Quant à l'US Air Force, elle fait usage de pistolets paralysants
à bord des appareils transportant les prisonniers soupçonnés
d'appartenir au réseau Al Qaïda.
Un rapport d'Amnesty International recense plus de septante cas
de décès suite au choc subi par les victimes d'une
arme paralysante aux Etats-Unis et au Canada.

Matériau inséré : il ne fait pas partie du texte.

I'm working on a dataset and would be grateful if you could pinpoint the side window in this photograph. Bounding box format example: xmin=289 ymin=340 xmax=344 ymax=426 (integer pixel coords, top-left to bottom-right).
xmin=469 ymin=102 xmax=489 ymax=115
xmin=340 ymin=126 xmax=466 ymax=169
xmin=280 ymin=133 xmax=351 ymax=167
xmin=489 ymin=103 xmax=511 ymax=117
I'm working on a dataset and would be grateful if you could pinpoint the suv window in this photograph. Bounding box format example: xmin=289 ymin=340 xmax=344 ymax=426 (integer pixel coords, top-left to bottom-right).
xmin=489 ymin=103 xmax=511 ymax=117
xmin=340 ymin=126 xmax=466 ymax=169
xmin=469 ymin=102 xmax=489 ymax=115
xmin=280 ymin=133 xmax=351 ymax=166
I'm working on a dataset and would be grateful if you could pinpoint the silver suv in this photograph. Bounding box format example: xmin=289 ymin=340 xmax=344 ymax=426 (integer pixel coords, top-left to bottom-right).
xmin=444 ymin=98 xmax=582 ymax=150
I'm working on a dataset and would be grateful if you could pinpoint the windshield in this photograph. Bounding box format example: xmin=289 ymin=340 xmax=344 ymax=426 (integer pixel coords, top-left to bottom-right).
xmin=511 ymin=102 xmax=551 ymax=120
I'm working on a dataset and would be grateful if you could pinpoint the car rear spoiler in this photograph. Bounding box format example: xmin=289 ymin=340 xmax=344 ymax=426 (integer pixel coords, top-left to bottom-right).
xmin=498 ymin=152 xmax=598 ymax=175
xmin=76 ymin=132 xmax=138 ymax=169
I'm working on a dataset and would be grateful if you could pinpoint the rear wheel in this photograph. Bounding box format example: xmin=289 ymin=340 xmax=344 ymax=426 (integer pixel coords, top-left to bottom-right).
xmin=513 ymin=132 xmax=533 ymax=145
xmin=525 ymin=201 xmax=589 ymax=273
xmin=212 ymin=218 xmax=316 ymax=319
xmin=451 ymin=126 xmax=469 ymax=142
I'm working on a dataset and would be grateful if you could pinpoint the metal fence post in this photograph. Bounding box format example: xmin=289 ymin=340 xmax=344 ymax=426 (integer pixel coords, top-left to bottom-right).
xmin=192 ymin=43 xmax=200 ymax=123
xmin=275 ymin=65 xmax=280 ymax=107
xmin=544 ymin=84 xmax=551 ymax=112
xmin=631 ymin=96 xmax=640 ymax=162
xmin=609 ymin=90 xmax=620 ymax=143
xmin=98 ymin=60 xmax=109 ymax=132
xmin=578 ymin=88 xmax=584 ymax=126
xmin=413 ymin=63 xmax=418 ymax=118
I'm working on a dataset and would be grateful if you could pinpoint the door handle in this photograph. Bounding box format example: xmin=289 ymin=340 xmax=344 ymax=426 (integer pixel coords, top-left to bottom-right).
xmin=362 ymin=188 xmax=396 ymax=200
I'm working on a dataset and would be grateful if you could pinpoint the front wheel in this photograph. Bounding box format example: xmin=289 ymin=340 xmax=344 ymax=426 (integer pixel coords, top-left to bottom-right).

Par ailleurs, des
recherches effectuées par l'organisation laissent penser
que les pistolets incapacitants sont utilisés dans des circonstances
qui ne justifient ni le recours à la force meurtrière,
ni même l'utilisation des matraques. Ainsi, des policiers
ont utilisé des pistolets incapacitants contre des écoliers
indisciplinés, des individus souffrant de troubles mentaux,
ou encore ivres et agités, mais qui ne mettaient aucune vie
en danger, des personnes âgées, des suspects non armés
qui s'enfuyaient après avoir commis un délit mineur.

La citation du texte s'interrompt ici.